Since November, credit card rates have been breaking records, hitting 20.04% on March 8. According to Bankrate data, the average 30-year fixed-rate mortgage has climbed more than 2 percentage points since the Fed’s first rate hike in March 2022.
Additionally, the higher borrowing costs make it harder for consumers to afford anything due to price hikes on everything from food, furniture, and appliances to car repairs.
“The Fed’s decision to raise interest rates again given the fragile stability in the banking system is disappointing,” tweeted Mark Zandi, chief economist of Moody’s Analytics.
It’s unnecessary. Growth is slowing and with banks sure to aggressively tighten their lending standards due to their recent scare, growth will slow substantially more. Inflation is also moderating, and this will continue given low oil prices, weak rents and slower wage gains.— Mark Zandi (@Markzandi) March 22, 2023
Is inflation going down from the Fed's interest rate hikes?
There has been a sharp drop in monthly job growth in the U.S. since January, going from 517,000 to 311,000 in February, while wages and salaries in the private sector grew by 4.6% over the past year, suggesting that inflation may be on the decline.
The impact of 5% rates, and what could happen if the increase continues?
Inflation is running at 6% and rates are at almost 5%. In the near future, rates are likely to rise above inflation and remain there for some time. Because historically, interest rates always remain above inflation unless a recession occurs.
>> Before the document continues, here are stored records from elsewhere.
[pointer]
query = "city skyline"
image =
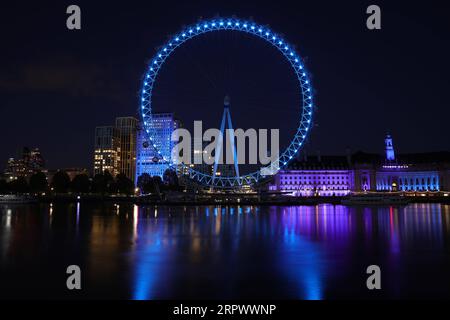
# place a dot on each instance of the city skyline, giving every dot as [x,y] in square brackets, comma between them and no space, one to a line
[46,94]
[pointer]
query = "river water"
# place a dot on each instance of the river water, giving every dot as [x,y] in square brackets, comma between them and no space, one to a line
[126,251]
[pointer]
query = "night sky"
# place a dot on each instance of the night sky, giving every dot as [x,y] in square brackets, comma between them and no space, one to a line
[56,85]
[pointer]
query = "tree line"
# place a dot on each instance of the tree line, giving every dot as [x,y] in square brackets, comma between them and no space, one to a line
[102,183]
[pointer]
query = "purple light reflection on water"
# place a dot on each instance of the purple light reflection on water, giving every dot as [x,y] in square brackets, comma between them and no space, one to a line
[301,252]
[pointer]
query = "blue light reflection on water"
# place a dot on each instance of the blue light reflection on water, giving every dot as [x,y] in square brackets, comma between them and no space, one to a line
[217,252]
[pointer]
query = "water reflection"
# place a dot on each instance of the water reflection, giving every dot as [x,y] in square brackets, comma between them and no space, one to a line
[303,252]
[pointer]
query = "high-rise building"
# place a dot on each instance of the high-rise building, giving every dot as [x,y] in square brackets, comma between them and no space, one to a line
[390,154]
[127,129]
[107,149]
[148,159]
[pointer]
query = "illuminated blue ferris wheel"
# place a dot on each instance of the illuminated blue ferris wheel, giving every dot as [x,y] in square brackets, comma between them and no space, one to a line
[231,24]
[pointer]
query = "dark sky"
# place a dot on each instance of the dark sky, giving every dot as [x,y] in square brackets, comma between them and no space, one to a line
[56,85]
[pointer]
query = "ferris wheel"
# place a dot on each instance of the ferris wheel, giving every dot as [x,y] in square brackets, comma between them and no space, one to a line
[285,49]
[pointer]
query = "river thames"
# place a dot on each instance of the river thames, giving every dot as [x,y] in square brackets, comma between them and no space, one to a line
[207,252]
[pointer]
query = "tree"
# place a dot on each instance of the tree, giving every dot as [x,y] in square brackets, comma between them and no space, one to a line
[124,184]
[144,183]
[38,182]
[61,182]
[81,184]
[19,185]
[170,178]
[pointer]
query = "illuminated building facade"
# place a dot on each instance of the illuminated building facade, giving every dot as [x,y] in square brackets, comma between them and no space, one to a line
[127,128]
[106,150]
[30,162]
[338,176]
[316,176]
[148,159]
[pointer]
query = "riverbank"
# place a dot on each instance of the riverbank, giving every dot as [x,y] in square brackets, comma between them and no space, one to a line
[190,200]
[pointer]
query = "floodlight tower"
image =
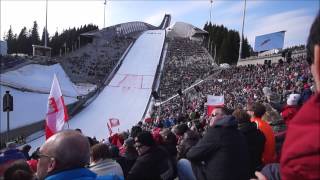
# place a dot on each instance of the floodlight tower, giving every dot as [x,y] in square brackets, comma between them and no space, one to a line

Scenario A is where rates remain higher than inflation for a long period of time. That will cause a tectonic shift in markets. The attraction of equities and credit fades considerably if investors can earn interest above inflation without risk.
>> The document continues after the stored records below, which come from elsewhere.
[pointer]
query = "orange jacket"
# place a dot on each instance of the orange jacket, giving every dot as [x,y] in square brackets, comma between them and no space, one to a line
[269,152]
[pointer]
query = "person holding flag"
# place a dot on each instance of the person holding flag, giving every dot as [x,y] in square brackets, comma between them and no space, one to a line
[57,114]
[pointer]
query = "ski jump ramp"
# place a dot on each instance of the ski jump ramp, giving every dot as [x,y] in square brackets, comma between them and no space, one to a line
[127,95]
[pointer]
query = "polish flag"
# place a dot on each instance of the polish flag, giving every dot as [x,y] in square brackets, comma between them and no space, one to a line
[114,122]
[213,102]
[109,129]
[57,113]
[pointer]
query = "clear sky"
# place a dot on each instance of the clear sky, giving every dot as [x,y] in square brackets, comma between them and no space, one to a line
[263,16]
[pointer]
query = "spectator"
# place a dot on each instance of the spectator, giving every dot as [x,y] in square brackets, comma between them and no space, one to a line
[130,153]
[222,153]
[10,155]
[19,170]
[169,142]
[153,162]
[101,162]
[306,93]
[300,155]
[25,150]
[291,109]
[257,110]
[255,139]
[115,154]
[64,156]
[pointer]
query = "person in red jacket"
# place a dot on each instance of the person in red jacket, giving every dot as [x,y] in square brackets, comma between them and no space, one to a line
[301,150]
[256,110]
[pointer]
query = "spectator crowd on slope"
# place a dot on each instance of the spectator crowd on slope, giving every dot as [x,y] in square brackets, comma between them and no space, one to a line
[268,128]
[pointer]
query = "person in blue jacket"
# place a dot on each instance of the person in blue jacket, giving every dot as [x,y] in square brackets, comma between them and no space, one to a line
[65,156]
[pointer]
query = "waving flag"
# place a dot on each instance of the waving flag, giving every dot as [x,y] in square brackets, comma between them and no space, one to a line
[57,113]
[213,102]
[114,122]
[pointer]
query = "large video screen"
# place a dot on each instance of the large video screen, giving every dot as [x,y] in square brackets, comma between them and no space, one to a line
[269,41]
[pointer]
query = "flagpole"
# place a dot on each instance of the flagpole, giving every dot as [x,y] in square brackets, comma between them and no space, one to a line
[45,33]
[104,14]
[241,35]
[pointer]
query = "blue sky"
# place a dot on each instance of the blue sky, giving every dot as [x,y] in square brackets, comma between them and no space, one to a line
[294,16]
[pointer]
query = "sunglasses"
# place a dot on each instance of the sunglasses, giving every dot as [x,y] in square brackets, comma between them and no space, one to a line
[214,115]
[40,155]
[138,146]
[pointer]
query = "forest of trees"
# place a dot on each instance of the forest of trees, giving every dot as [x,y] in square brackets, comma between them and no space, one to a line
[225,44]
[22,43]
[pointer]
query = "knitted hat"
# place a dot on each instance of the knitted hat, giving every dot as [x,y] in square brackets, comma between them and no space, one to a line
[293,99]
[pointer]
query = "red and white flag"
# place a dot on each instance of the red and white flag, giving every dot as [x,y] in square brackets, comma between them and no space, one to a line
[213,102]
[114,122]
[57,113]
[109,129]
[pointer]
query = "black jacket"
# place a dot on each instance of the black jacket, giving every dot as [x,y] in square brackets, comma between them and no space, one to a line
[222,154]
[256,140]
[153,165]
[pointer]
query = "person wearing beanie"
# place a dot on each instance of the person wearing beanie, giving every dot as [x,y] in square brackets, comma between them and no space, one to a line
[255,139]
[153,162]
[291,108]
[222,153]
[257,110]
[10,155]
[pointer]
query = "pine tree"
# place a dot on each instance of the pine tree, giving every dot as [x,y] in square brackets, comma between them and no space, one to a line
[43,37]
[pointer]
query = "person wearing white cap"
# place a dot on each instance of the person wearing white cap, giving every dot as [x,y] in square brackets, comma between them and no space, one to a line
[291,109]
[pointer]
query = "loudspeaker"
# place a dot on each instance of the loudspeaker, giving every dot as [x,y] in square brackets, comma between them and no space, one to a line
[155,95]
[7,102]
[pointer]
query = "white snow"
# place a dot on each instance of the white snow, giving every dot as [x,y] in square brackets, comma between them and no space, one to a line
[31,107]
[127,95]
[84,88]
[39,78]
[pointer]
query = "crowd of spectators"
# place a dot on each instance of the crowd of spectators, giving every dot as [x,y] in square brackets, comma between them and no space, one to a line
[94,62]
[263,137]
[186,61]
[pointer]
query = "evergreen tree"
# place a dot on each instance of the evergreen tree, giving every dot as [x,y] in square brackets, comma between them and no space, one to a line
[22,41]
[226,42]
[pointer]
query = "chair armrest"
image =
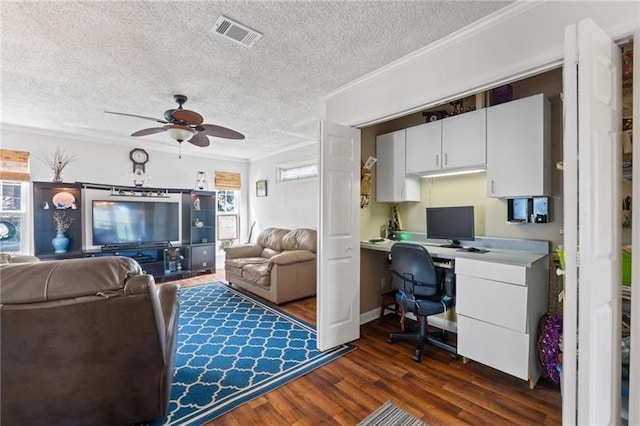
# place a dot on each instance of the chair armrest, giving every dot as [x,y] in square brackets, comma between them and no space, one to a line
[245,250]
[292,256]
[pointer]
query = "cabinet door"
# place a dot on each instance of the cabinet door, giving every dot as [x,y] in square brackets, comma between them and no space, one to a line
[424,148]
[464,140]
[203,258]
[392,184]
[518,148]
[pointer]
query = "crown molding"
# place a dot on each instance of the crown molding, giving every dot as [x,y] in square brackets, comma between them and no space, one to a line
[285,149]
[167,147]
[471,30]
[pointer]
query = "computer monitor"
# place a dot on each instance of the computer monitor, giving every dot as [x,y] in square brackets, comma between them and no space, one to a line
[451,223]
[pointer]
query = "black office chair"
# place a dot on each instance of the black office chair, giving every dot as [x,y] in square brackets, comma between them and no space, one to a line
[421,289]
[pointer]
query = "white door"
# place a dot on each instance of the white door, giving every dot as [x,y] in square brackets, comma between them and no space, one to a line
[592,172]
[338,307]
[634,364]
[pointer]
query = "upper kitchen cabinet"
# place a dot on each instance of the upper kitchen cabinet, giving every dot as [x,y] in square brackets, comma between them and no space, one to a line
[451,144]
[392,182]
[519,148]
[464,140]
[424,148]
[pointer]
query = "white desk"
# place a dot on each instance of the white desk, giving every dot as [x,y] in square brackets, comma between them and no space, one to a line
[500,297]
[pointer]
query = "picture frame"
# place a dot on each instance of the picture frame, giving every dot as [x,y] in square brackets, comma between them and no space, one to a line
[261,188]
[227,227]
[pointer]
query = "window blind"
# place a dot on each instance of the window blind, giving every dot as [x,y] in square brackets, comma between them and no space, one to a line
[14,165]
[227,180]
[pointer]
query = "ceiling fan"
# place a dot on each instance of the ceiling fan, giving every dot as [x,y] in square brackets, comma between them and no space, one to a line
[184,125]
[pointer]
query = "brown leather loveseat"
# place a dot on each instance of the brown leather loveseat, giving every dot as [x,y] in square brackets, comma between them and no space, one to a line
[280,266]
[85,342]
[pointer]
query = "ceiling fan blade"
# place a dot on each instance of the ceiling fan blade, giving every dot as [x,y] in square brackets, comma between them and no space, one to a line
[138,116]
[187,116]
[199,139]
[150,131]
[220,132]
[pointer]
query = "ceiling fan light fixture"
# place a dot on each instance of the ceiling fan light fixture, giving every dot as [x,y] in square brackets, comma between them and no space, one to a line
[180,133]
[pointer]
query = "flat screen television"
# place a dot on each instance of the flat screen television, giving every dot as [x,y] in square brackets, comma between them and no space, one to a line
[451,223]
[134,223]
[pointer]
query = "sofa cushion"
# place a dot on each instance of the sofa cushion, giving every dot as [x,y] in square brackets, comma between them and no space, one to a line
[272,238]
[235,265]
[300,239]
[268,253]
[62,279]
[257,273]
[288,257]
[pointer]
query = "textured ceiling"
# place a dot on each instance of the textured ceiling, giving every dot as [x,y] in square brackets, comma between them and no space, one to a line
[64,63]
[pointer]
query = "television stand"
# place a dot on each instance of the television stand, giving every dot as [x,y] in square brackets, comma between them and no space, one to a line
[162,261]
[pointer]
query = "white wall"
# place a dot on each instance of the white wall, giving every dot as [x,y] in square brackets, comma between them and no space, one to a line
[287,204]
[108,163]
[528,36]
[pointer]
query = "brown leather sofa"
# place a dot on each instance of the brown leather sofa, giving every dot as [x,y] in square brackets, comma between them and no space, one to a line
[279,267]
[85,342]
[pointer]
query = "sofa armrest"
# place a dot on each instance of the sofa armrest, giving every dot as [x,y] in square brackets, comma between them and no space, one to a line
[24,258]
[244,250]
[289,257]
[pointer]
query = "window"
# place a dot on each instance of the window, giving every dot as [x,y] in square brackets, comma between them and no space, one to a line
[13,216]
[297,171]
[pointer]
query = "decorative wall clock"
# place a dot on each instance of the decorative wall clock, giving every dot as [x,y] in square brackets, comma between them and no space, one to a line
[139,157]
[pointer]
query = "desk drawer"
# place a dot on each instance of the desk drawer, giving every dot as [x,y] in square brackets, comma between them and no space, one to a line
[492,302]
[492,271]
[497,347]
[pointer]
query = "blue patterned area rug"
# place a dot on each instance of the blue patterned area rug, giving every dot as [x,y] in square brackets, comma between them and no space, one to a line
[233,348]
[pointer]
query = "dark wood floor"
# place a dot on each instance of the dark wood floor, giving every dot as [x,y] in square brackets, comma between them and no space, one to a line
[438,390]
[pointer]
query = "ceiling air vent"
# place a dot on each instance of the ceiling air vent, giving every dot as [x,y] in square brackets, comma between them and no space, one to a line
[236,32]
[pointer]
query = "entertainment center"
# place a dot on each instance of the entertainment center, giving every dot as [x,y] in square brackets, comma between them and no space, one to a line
[170,232]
In scenario B, we experience a recession.
- Despite recent turmoil in Switzerland’s banking sector, the Swiss National Bank increased its policy rate by 50 basis points. This took the rate to 1.5%.
- On Thursday, the Hong Kong Financial Authority (HKMA) raised the base charge for its instant fee window by 25 points to 5.25%, hours after the U.S. Federal Reserve raised its rate by the same margin.
- Announcing its monetary policy at 8:00 am ET is next on the agenda for the Bank of England. Economists expect rates to rise in March by 25 basis points to 4.25 percent.
The dollar and rivals reaction.
After Wednesday’s Fed meeting, the U.S. dollar traded lower against other major rivals.
Today’s Asian session saw the U.S. dollar fall to nearly 1-1/2 month lows of 130.41 against the yen and 0.9145 against the Swiss franc, down from yesterday’s closing quotations of 137.37 and 0.9173. The dollar will likely find support around 128.00 against the yen, and 0.90 against the Swiss franc.
Against the euro and the pound, the dollar dropped to 1.0905 and 1.2324 from yesterday’s closing quotes of 1.0855 and 1.2262, respectively. If its downtrend is prolonged, it is likely to find support around 1.10 against the euro and 1.25 against the pound.
It is unfortunate that the economy will slow much more quickly than inflation, so we will feel the pain well before we benefit.